I'm playing in a campaign that involves an interdimensional hub of sorts, wherein adventuring parties are given missions and teleported across space/dimensions to the location. Upon completion, in order to return, they are given a spell scroll of Sending by which they contact a dispatcher, who then opens a portal back.
The phrasing of the Sending spell specifies:
The creature hears the message in its mind, recognizes you as the sender if it knows you, and can answer in a like manner immediately.
How are we to interpret this?
For example, suppose a character were to use Alter Self to disguise themselves as someone else, use a different name, forge an assignment, and use that to get to a location of their desire. Upon casting Sending to return, would they be recognized as their "true self", or simply as the person the recipient knows them as?
Is there any means by which an identity can be masked as someone else (or otherwise concealed), specifically in regards to Sending?
Note: There is one dispatcher in particular we interact with the majority of the time who we know well, but there are theoretically others we haven't interacted with yet, if that makes any difference.
Best Answer
No, you can't fool the spell, you have to fool the target another way
The spell Sending specifies that recognizing the sender is a part of the spell's function, and nothing in Alter Self would change that, as it is appearance based.
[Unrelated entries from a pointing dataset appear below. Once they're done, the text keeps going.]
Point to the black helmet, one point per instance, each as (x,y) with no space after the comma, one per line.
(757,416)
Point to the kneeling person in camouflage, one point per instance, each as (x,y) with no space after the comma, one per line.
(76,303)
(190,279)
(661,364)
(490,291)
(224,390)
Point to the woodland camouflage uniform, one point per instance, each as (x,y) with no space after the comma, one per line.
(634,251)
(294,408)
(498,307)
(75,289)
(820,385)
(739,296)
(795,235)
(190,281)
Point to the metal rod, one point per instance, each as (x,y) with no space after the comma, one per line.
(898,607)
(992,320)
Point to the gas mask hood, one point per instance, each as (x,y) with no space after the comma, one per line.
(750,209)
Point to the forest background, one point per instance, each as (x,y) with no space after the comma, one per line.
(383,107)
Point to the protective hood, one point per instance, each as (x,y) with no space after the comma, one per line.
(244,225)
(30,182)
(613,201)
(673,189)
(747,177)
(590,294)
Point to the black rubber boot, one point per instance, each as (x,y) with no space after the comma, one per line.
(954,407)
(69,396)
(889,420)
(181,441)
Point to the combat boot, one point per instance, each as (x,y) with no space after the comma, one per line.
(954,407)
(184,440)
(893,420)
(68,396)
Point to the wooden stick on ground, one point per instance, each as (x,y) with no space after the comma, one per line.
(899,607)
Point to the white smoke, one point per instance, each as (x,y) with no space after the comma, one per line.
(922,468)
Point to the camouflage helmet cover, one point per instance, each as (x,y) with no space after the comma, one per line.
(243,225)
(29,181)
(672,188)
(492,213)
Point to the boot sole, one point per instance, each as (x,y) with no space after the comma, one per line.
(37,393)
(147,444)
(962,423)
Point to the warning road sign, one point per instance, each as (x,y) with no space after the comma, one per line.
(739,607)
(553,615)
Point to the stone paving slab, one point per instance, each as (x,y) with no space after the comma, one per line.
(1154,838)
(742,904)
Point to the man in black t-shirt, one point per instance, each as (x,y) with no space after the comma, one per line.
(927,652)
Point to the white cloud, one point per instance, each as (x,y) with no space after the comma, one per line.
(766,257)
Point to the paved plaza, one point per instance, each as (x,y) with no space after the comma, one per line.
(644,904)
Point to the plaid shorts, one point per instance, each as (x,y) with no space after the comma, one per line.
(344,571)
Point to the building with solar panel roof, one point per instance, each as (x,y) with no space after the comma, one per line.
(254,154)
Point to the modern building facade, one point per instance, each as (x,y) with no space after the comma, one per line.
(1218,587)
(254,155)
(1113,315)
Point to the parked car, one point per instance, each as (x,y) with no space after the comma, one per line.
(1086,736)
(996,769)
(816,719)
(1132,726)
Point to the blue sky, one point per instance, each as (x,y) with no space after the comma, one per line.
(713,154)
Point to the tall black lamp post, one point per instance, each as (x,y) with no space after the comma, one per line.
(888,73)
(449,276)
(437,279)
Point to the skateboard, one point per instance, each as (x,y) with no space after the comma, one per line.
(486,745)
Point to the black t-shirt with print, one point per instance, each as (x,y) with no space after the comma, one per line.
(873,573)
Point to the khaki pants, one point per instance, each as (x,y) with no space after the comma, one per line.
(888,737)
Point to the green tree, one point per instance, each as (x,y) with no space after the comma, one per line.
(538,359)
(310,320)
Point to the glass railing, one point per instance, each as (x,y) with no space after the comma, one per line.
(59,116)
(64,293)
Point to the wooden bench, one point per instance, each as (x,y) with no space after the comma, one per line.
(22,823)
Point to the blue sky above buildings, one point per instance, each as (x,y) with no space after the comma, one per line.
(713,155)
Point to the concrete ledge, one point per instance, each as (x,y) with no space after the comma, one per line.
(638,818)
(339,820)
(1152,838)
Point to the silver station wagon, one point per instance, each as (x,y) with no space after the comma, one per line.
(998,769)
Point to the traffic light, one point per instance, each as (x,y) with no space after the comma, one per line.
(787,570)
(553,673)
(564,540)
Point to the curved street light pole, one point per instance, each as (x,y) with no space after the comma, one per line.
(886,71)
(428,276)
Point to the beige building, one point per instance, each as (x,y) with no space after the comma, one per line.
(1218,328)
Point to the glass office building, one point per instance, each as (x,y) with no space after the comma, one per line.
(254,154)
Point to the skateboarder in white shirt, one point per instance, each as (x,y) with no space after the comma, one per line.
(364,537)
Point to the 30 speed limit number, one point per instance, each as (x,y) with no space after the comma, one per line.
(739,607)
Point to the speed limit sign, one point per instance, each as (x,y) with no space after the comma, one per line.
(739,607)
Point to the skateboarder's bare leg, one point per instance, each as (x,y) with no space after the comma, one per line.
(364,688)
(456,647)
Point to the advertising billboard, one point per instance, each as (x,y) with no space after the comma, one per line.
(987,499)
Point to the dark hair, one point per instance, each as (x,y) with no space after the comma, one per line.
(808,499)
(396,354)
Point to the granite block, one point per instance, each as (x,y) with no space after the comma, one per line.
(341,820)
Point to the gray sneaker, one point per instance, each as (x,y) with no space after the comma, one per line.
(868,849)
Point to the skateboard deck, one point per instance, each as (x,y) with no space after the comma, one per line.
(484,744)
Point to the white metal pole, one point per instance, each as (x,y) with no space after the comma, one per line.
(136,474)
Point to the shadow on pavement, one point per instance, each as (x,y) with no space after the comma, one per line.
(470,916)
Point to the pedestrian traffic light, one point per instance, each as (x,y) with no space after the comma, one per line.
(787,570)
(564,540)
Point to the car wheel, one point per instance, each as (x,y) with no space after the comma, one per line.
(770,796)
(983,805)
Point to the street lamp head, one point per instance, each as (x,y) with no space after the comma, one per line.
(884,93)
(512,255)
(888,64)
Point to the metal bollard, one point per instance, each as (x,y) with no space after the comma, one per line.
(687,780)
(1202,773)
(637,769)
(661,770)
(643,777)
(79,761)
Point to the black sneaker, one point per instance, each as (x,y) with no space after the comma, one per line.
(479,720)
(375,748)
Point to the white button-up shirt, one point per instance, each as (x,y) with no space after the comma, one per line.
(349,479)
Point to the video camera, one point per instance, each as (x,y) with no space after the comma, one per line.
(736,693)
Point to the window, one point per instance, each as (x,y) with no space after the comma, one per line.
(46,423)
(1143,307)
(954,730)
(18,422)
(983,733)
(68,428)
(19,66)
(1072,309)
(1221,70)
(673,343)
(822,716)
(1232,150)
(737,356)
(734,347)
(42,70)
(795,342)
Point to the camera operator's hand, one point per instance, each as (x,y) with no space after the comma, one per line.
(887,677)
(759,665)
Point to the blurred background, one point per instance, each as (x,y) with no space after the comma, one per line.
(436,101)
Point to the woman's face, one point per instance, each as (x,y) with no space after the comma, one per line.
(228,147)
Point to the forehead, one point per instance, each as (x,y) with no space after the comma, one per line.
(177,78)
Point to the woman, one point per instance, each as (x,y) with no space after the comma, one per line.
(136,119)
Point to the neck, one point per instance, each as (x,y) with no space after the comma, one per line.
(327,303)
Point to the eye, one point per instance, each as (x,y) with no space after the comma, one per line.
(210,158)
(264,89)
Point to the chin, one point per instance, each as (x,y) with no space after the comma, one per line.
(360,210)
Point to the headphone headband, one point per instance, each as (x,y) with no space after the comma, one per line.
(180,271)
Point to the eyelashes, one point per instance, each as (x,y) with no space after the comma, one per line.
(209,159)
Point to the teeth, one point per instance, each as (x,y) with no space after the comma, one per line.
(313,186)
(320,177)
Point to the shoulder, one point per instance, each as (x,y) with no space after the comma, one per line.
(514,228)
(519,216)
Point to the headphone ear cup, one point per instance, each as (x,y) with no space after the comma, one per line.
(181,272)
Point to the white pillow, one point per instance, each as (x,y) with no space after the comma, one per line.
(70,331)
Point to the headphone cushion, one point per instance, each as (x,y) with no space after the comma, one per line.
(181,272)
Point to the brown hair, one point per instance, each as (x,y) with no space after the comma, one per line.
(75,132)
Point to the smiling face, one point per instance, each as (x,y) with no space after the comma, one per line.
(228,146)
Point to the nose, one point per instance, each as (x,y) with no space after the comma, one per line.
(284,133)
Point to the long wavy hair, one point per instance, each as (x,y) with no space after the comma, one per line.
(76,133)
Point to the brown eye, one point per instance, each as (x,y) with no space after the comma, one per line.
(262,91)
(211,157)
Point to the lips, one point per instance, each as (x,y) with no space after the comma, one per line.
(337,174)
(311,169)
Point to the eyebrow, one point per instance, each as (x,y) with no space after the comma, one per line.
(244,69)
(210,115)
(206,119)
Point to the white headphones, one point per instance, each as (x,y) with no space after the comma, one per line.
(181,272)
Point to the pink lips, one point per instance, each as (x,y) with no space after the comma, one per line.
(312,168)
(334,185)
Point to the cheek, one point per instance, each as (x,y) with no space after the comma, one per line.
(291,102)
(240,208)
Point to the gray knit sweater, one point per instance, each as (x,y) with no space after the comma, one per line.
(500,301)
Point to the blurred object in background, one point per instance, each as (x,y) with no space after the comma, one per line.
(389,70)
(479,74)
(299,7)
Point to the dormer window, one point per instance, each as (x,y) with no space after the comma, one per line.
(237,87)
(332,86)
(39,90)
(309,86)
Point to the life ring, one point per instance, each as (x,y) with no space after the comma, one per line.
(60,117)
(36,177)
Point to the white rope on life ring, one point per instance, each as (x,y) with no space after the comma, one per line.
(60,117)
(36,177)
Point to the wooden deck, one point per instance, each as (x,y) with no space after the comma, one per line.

Sending (as you quoted yourself):
So if the target knows you, not just your appearance, then it will know you sent the Sending. What you look like at the time is irrelevant, the spell functions as it says it does.
Alter Self:
Nothing here says anything about disguising you in any other way besides visually. It does say the sound of your voice changes, but Sending makes the target hear the message in their mind, not with their ears, so changing your voice doesn't affect that.
Now, by what you have described, you'd have to have used a dispatcher who does not know you to begin with and to have already disguised yourself before speaking to them, so when the Sending gets back to them, they will know it comes from the same person they sent out. Basically, you have to fool the dispatcher, not the Sending spell.
To be clear, if your name is Bob the Baker and you have an alter-ego as Skinny Larry, and you cast sending to someone who only knows you as Skinny Larry, Sending will not out you as Bob the Baker, they'll know the Sending came from the 'you' that they were introduced to.